A Rectified Linear Unit Activation function is used throughout the network (except for the final SoftMax layer). It is defined as f(x) = max(0,x), so it just assigns zero to negative values and keeps positive values unchanged. This way, the ReLu-function accounts for non-linearity within our later output.

Dropout was implemented to reduce overfitting (in dropout, activations are randomly set to zero with a certain possibility (here 0.7) to prevent the model from only relying on certain high activations resulting from replicating noise in the training data instead of finding a meaningful input to output mapping.

The model was trained with an Adam optimizer as gradient descent optimization algorithm. Learning rate was set to 0.0001 with a decay of e-8 (to prevent overshooting the global minimum). As loss function, categorical cross entropy cost was used.


Our training last 400 epochs. Accuracy rises rapidly up to the 40th learning epoch. After that, only a slow increase in accuracy can be observed.

The loss behaves similarly to the accuracy. We can strongly reduce the loss up to the 40th epoch. After that, the loss is only reduced in very small steps.

In both pictures we can see that the performance of training and test does not differ much from each other. This confirms to us that the applied Regulators “Dropout” and “Data Augmentation” of our model saved us from overfitting. A run without regulators showed us a clear overfitting.


With our best model we achieve an accuracy on the test set of about 89%.

However, we have to take a closer look at this result because it is an average. In order to make a strong decision how well our model perform, we need to know it´s weaknesses. Therefore we have to ask ourselves:

1. Does it make a difference whether the images come from the lab or the field?

2. Which classes can we classify particularly well with our model and which are particularly difficult to classify?

Lab vs. field

To answer this question, we have calculated and compared the amount of lab pictures misclassified with the amount of field pictures misclassified.

Error amount lab pictures: 0.058033780857514074

Error amount field pictures: 0.2570694087403599

Thus we know that the pictures from the field are recognized much worse than those created in the lab.

“ easy “ vs. “difficult “ classes

To identify on which classes the model did perform well and which were often misclassified, we had a look at species with no errors and species with the highest error rate (10 %).

Example for (one of the species with the) lowest error rate (abies nordmanniana):

Example for species with the highest error rate (ulmus glabra):

Now we know which classes are really easy to classify and which a really hard to classify. But on this point we don´t understand why. Maybe it helps to know how the model is making its decision. Therefore we generate heatmaps, which show the feature map regions that cause the most change in the output.

Heatmap for the species yielding the lowest error rate (abies nordmanniana):

Heatmap for the species yielding the highest error rate (ulmus glabra):

Examples of lab picture heatmaps:

Examples of field picture heatmaps:

We can see that for the lab pictures, often not the leaf itself but the tools lying next to the image like a ruler are used by the CNN. From this we can see, that it is able to detect patterns, but not to distinguish between those that are relevant for the task and those that are not. We therefore need to clean the input more!

How the leaves are really identified and distinguished can be observed better for the field images.

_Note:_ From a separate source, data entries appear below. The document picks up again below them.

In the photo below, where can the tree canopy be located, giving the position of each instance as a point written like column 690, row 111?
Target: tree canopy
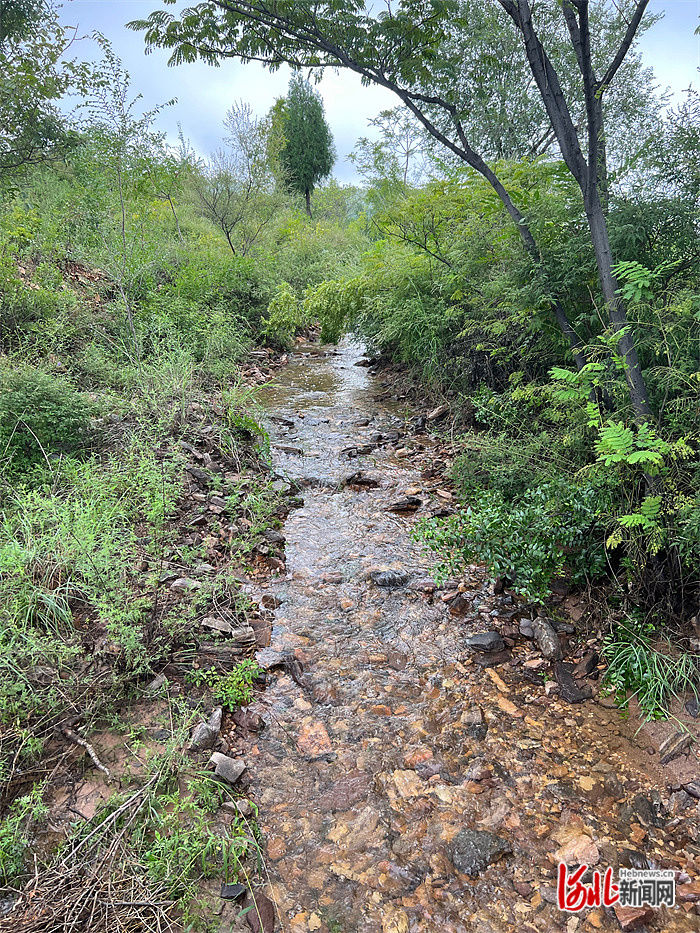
column 307, row 152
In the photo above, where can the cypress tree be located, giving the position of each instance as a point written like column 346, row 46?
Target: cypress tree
column 307, row 154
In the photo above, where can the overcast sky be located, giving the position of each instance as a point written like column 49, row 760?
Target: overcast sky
column 205, row 93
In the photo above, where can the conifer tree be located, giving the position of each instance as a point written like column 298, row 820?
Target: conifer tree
column 307, row 153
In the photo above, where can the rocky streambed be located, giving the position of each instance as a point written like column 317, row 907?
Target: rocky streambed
column 407, row 778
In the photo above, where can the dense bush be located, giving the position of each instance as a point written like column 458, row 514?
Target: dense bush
column 550, row 532
column 41, row 418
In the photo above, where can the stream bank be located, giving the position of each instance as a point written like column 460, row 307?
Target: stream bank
column 404, row 786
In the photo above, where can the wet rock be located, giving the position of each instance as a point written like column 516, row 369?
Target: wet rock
column 569, row 690
column 649, row 811
column 485, row 641
column 361, row 479
column 613, row 786
column 546, row 639
column 475, row 723
column 629, row 858
column 240, row 807
column 274, row 536
column 228, row 769
column 389, row 578
column 632, row 918
column 478, row 770
column 261, row 915
column 154, row 685
column 587, row 664
column 215, row 624
column 437, row 413
column 406, row 504
column 689, row 892
column 674, row 746
column 201, row 475
column 460, row 604
column 344, row 793
column 473, row 850
column 576, row 846
column 313, row 741
column 248, row 720
column 270, row 659
column 405, row 784
column 205, row 734
column 232, row 892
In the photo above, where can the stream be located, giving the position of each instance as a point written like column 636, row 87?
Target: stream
column 403, row 786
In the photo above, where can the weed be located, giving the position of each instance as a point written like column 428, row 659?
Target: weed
column 647, row 666
column 233, row 689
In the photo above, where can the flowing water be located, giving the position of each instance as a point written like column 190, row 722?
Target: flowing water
column 387, row 740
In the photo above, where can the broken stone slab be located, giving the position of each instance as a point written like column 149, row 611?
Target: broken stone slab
column 232, row 892
column 587, row 664
column 569, row 690
column 198, row 474
column 475, row 723
column 389, row 578
column 224, row 654
column 240, row 807
column 473, row 850
column 228, row 769
column 205, row 734
column 360, row 478
column 546, row 639
column 215, row 624
column 486, row 641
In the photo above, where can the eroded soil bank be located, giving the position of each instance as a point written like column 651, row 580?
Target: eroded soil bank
column 387, row 744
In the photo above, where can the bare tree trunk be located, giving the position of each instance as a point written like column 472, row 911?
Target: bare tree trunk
column 616, row 311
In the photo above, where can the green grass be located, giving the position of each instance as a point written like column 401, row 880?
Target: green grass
column 646, row 667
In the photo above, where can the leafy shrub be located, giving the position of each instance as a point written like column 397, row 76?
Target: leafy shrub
column 552, row 530
column 232, row 689
column 648, row 667
column 41, row 417
column 27, row 312
column 285, row 317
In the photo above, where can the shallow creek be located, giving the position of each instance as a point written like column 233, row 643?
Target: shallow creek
column 389, row 740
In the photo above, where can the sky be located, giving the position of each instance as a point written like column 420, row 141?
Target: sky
column 204, row 93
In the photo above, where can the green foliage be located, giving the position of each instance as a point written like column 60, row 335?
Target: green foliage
column 551, row 531
column 41, row 418
column 16, row 828
column 66, row 550
column 232, row 689
column 647, row 667
column 285, row 318
column 307, row 153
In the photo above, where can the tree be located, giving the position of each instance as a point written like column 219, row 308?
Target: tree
column 407, row 49
column 34, row 76
column 307, row 153
column 236, row 189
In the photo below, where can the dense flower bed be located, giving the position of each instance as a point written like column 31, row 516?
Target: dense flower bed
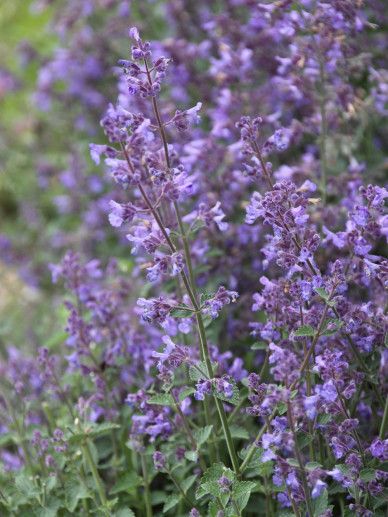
column 231, row 358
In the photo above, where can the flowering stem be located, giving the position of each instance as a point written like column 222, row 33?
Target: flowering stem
column 384, row 422
column 252, row 448
column 147, row 493
column 96, row 476
column 190, row 435
column 191, row 289
column 300, row 461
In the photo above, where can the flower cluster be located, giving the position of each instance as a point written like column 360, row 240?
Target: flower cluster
column 232, row 356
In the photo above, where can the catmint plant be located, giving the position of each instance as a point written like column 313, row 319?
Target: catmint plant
column 225, row 354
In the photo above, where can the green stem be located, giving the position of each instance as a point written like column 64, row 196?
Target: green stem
column 190, row 286
column 147, row 493
column 96, row 476
column 384, row 422
column 299, row 460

With our simple architecture we were able to increase the performance compared to the computer vision algorithm. Specifically, top-1 accuracy rose from ca. 72% (computer vision algorithm) to 89% (our model), training on average 133 examples for each of the 185 classes of tree species in Northeastern America. This emphasizes how promising the approach of CNNs is for image classification.

However, it seems that for tree leaf pictures taken in the lab, the color bars on the images drew our models’ attention, as they seem to have been used to classify these pictures (see the heatmaps). To really only rely on the leaves themselves, in future work, only pictures showing nothing but the leaf against a background should be used to train a CNN. This is a clear limitation in this project, especially in the light of the differences in error rates between lab and field pictures.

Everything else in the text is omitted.